NEW YORK, NY – As the ongoing coronavirus outbreak continues to touch upon nearly every aspect of Amerian life, new vehicle sales have recently been reported to have hit a record low according to Edmunds, an online resource for automotive information.
April in particular is forecast to be the worst month in three decades in terms of new vehicle sales, analysts predict, saying that approximately 633,260 stand to be sold when all of the tallies are taken; this would represent a year-to-year drop in sales of 52.5 percent over April 2019, and a decrease of 36.6 percent from March 2020. The last time sales dipped this low, according to experts, was in 1990, with the second-lowest point before that occurring in 2009.

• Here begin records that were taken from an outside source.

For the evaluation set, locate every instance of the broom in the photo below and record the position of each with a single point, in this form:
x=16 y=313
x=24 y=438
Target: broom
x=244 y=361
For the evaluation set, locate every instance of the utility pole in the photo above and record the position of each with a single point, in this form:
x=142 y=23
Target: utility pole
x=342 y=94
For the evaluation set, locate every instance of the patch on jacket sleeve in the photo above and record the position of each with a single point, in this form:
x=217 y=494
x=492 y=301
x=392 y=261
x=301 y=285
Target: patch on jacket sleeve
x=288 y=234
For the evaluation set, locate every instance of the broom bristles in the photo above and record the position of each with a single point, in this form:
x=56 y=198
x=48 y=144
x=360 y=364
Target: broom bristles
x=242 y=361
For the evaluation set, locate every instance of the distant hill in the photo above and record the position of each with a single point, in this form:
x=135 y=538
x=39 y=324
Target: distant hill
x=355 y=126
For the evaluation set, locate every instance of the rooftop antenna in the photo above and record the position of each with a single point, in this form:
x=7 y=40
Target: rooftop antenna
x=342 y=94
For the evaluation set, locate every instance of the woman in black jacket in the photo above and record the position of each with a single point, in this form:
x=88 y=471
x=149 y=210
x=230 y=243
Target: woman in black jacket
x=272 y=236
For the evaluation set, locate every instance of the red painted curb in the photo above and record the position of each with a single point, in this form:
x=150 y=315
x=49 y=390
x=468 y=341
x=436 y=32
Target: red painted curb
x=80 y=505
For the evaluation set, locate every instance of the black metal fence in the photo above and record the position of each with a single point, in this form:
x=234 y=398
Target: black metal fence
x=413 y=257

Originally, 2020 was expected to be below recent years in terms of sales, but still boasting strong figures indicative of a growing industry responding to a strong economy. However, numbers that were previously forecast to hit as many as 17 million sales could possibly plummet to as low as 12 million, which is as low as they were during the mid-2000’s recession.
Sales are being impacted by a variety of factors related to the coronavirus pandemic, which has had a tremendously harsh impact upon the economy. In an effort to curb the spread of COVID-19 – the respiratory disease caused by coronavirus exposure that has infected 1 million Americans and killed nearly 62,000 as of this writing – lawmakers in 39 states have passed ordinances that include the closure of non-essential businesses, stay-at-home orders, and strict social distancing mandates that affect 265 million people, or 80 percent of the country’s populace.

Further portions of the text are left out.